January 29, 2017 0 Comments
These are the numbers, amongst others, I will bring you each update. Right now most of them are not the numbers I am looking for. Not even close.
91 kilos. I recall a time when I was 79. For a day, or maybe it was only a morning. But that was my official weight – less than 80 kg. 82 is sustainable - if I can get there again. Right now I’d settle for 84.
267 watts. According to the power test I’ve just done, that’s my FTP. Functional Threshold Power, or, if you prefer, the constant power level I ‘should’ be able to maintain for one hour. Two years ago that was more like 285W, and climbing steadily. Fuck.
194 beats per minute. That’s as high as my heart rate will go just now. I’m missing a full ten beats from 204 - my old max. My body just doesn’t seem to want me to go there any more, no matter how hard I try.
62 beats per minute. That was my resting heart rate the other morning. When I’m fit it’s usually in the high forties.

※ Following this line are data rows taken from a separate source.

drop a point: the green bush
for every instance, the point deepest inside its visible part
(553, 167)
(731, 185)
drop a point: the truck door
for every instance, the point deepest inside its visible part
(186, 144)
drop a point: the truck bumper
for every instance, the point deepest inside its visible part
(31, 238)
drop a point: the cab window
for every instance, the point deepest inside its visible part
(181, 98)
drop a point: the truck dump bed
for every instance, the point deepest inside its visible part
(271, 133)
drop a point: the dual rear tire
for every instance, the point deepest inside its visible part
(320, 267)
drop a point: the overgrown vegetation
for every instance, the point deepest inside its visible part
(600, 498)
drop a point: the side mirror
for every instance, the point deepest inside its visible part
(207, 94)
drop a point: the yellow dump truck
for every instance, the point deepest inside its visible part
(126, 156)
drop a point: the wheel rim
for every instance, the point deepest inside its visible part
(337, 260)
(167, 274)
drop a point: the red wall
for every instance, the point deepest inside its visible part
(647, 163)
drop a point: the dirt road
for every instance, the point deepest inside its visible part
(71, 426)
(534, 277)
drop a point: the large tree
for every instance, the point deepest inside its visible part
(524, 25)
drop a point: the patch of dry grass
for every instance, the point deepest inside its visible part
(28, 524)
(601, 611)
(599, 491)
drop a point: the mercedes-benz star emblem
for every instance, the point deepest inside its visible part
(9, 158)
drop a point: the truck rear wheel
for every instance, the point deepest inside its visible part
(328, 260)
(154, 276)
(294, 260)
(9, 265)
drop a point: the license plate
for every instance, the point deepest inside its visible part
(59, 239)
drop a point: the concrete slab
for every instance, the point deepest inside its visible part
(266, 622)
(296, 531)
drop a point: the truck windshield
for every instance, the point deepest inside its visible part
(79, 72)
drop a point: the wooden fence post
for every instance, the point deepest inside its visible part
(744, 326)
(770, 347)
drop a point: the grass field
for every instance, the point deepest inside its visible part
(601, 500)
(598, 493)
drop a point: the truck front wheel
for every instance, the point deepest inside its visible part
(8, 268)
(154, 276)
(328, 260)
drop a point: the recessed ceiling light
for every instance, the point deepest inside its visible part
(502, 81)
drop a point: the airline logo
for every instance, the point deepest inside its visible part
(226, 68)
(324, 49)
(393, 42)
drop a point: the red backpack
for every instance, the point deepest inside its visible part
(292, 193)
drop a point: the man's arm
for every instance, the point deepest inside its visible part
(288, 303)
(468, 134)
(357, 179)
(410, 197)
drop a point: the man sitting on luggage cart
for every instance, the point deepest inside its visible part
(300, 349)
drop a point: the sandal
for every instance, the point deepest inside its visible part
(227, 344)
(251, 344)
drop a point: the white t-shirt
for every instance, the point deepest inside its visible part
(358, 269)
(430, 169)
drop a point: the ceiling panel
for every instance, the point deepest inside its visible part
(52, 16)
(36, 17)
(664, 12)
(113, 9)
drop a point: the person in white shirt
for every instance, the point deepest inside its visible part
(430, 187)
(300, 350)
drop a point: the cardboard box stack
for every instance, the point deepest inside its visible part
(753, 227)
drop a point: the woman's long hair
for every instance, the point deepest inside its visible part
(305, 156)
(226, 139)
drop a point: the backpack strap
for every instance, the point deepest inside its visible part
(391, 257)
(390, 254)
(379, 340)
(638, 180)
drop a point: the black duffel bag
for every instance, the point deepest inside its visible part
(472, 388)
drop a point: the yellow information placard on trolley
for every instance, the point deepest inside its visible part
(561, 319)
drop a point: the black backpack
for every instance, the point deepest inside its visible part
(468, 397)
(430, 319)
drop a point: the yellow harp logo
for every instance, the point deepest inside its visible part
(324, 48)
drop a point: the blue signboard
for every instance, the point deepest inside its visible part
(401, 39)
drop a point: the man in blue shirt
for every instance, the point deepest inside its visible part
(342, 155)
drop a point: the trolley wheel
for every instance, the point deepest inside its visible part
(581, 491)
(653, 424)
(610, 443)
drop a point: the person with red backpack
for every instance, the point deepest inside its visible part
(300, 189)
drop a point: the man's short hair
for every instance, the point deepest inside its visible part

89 is my Serum Ferritin value. It was 675 in April 2015. Target is 50, but anything less than 100 is good enough.
40% is my Transferrin Saturation. It was 98% in April 2015. Target is 50% or below. Yay.
I stand motionless under the shower, forehead pressed against the ceramic tiles in the corner. Water teams down from the shower head, as hot as I can bear, and pounds the back of my neck. The heat and steam offer some kind of relief from the exertion that I’ve just inflicted upon myself. I wonder momentarily if perhaps this is what it feels like to occupy the infamous showers of the old Roubaix velodrome having completed the Hell of the North.
Okay. Reality check, maybe I’m being a bit melodramatic. (Moi?). Conducting a twenty-minute power test on the turbo trainer in my garage is not entirely comparable to completing the Queen of the Classics. However, trying as hard as you possibly can is the same for me as it is for Matthew Hayman, Fabian Cancellara or Johan Museeuw. But it’s not really the effect of the physical effort that has me so disillusioned. Where has all my power gone? I’m not going to find it staring down the drain of the shower tray.
Without wishing to turn this into some kind of Tarantino-esque chronological shitfest, let’s step back nearly two years and the finish of the Liège-Bastogne-Liège sportive ride, 25 April 2015. Fans of the show might recall we covered that little jaunt in some detail back in Issue 7 in our feature “Ricecakes, Rain & Ratios”. (You can read it in our archive here). 279 KM (170 miles) and 4,500 vertical metres (15,000 feet) had me in bits that day. In the immediate aftermath I sat slumped in the corner of the organiser’s hall with the other finishers, totally spent. I was shivering almost uncontrollably - just could not get warm. While the rest of our gang celebrated their triumphant ride with beers, I sipped silently at a coke hoping the sugar would re-invigorate me. Frozen, empty and destroyed by the effort.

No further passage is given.